The first two were Hmong people, both from Minneapolis. The other was an African-American woman who was the Dean of Admissions and Financial Aid at Penn State Dickinson School of Law from 1994 to 2002. They showed a video with pictures from the time when they were little children. They honored their parents by handing the mother a diploma and the father a cap and gown.
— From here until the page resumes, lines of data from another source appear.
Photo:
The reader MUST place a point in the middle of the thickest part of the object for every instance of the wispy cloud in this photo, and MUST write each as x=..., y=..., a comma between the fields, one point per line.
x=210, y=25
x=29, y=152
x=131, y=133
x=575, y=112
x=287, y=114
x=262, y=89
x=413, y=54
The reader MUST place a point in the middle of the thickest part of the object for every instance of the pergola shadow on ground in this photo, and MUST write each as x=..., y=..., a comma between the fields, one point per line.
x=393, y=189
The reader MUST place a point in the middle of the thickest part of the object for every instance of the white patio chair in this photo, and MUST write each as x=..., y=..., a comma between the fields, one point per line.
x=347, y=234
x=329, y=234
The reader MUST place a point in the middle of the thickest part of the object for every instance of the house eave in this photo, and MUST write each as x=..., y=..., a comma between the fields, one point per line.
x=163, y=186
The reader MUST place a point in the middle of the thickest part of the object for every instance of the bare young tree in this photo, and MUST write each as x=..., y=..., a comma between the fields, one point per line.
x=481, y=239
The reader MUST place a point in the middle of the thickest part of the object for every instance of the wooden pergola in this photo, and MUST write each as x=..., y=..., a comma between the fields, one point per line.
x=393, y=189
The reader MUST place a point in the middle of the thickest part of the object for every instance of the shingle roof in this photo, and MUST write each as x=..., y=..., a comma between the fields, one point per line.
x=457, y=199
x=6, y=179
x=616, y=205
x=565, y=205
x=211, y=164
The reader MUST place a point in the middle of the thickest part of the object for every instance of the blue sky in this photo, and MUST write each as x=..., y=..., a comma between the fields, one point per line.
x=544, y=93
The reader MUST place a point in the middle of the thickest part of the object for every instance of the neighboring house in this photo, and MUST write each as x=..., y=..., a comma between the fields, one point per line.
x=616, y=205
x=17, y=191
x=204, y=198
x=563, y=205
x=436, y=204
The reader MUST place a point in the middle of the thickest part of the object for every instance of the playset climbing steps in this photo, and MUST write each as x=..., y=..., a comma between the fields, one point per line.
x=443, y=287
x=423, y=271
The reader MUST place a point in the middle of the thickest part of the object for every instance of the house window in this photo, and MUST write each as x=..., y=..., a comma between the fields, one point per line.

When he took it from them, he put it to his face and cried.

I could go on and on about the party, but I will just list for y'all the degrees they have received:

Anne Vang-Lo
B.S. - Education, UW Oshkosh
Bon Xiong
B.S. - Psychology, Brandeis University
M.S. - Education, UW-LaCrosse
A.S. - Fox Valley Technical
Ge Xiong-Moua
B.A. - Anthropology/Biology, Mount Holyoke College
M.A. - Education, Concordia University
ThaoMee Xiong
B.A. - Community and Culture, Mount Holyoke College
M.P.A., Columbia University
J.D., University of Pennsylvania
Pla Xoua Xiong-Hang
B.A. - Chemistry, Yale University
M.P.H., University of Michigan
M.D. Candidate, 2009, Wayne State University
Mary Xiong-Thao
B.A. - American Studies, Carleton College
M.B.A., UW-Parkside
Kathy Xiong
B.A. - Psychology, Amherst College
M.A. - Education, New York University

The second one listed above, Bon Xiong, is the only boy in the family. All the rest are girls. And only two of the girls are not married yet - ThaoMee and Kathy. All the married ones have children -- and lots of children. Anne, the oldest one, has 7 kids. Pla, the one who is in Medical School, has a 14 month old little girl and is expecting another baby in November.

This is, indeed, a great American success story.